Regular readers know this blog has been inactive for the past four months. The Post Carbon Institute, which used to host the blog, decided at the end of 2008 to dedicate its full organizational energy to its think tank mission. The Post Carbon Institute assisted with the transition to our new WordPress host, where the Energy Farms Network blog now resides as an independent entity. Thanks to all our faithful followers who kept checking back during the months when nothing seemed to be happening.
Times of change offer opportunities to reflect on our purpose and our past. The Energy Farms Network started in 2006, in Vancouver, British Columbia, where students working on an organic farm on the University of British Columbia campus started blogging about their experiments with low-input production of energy crops including canola, Jerusalem artichoke, kenaf, and flax. The Post Carbon Institute supported their efforts, with a view to exploring small-scale production of biofuel and biogas. Early projects at the UBC Farm also included experiments with wind and solar generators.
I first learned of the Energy Farm project at the end of 2006, when I visited the UBC farm to see my brother, Mark, the farm manager.
“The goal,” he explained, “is to find intermediate tools and methods that work at reducing a farmer’s dependence on petrol-powered machines. At the same time, we also want to find ways of conserving needless physical labor…”
There was another component of the project that appealed to me. The challenges and lessons of these experiments were communicated through emerging media, like blogs and videos posts, making them accessible to audiences that might otherwise have little contact with farmers.

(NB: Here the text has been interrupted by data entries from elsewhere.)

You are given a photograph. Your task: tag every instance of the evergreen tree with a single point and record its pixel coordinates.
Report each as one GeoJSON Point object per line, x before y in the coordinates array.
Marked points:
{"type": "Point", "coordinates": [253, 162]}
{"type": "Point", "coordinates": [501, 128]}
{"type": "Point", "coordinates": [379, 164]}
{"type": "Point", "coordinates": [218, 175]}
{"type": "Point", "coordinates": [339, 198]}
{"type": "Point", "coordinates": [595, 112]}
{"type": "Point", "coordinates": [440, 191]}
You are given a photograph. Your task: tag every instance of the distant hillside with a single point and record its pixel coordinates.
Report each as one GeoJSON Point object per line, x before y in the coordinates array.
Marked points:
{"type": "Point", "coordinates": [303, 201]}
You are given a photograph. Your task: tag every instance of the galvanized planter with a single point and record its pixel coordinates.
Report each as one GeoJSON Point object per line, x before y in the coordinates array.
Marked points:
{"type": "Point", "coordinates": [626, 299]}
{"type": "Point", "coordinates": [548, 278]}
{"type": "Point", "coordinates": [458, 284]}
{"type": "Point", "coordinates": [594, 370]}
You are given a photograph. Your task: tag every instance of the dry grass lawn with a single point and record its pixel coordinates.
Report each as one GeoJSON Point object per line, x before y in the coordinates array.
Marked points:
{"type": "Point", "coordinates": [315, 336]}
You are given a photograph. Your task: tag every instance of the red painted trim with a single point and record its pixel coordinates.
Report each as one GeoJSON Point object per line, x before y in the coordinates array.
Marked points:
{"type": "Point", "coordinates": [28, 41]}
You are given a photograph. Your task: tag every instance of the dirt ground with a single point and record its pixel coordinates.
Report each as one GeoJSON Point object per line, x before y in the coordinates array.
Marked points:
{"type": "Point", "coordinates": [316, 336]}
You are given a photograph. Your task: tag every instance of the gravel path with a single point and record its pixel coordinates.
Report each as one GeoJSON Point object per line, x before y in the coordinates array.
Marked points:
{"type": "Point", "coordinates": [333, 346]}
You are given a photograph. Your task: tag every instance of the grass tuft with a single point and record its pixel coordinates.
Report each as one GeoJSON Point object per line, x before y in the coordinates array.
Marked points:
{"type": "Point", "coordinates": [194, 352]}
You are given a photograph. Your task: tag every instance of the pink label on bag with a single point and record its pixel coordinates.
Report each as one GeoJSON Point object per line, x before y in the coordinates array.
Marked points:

I will visit the UBC farm again later this month. A lot has happened since I was last there. Threats of housing development on the farm galvanized student and community support, culminating in a celebration on Tuesday in which 1800 people marched from the center of campus to the farm to urge UBC to keep the farm where it is. For now, at least, it looks like they’ll get their way.
Perhaps they were inspired by books like The 100-Mile Diet, written by a couple who depended on the UBC Farm for food during their quest to eat locally for a year.
Perhaps it was support from science broadcaster David Suzuki, who was working with new media to communicate scientific information for decades before the Energy Farms Network began:
We are, as a species, undermining the very life support systems of the planet. I think part of the problem we face today is that most of us live in big cities, where it’s very difficult to see how what we do is impacting the rest of the planet. […] When you’re a farmer, or involved in agricultural activities, you know that the seasons are important; you know whether the weather’s getting warmer in summers or colder in the winters. You can notice those things because the environment and nature are very very important to being a good farmer. […] I think one of the great challenges we need is to come back into balance with the natural world, and nothing allows us to do that better than being involved in growing the very food that you eat.
Perhaps they were inspired by Vancouver’ s mayor, Gregor Robertson, a “recovering farmer” who recognizes the importance of local sustainable agriculture in the context of peak oil and climate change:
“In a world with peak oil and accelerating climate change, the importance of local food security has never been greater. We’ve seen entire civilizations wiped out because of a lack of food security, and it’s going to be really critical in this next phase of human existence that we value the land, the soil, and the people that look after and grow our food. And we’ve got to ensure, particularly in an urban setting, that we’re focused on a good solid locally-based food system. UBC Farm is a critical piece of that.”
Perhaps they were inspired by author Michael Pollan, who will visit the UBC Farm in June:
“If we’re really serious about tackling climate change we’re going to have to take a very hard look at the food system and basically wean it from fossil fuel to the extent we can. […] If you go back a hundred years, you could produce two calories of food for every one calorie you put into the system, and that was usually for tractors and things like that — farm equipment. Today in the United States it takes 10 calories of fossil fuel to produce one calorie of food. That is a deeply unsustainable situation.”
The UBC Farm has not been involved with the Energy Farms Network for the past two years, but this blog has served as a forum for similar projects in Willits, California; Sebastapol, California; Rogue River, Oregon; and the Kentucky State University study that I work on near Frankfort, Kentucky. I hope that others will use the Energy Farms blog as a forum to share information about their own work on creating a more sustainable food system, that does not rely on fossil fuels.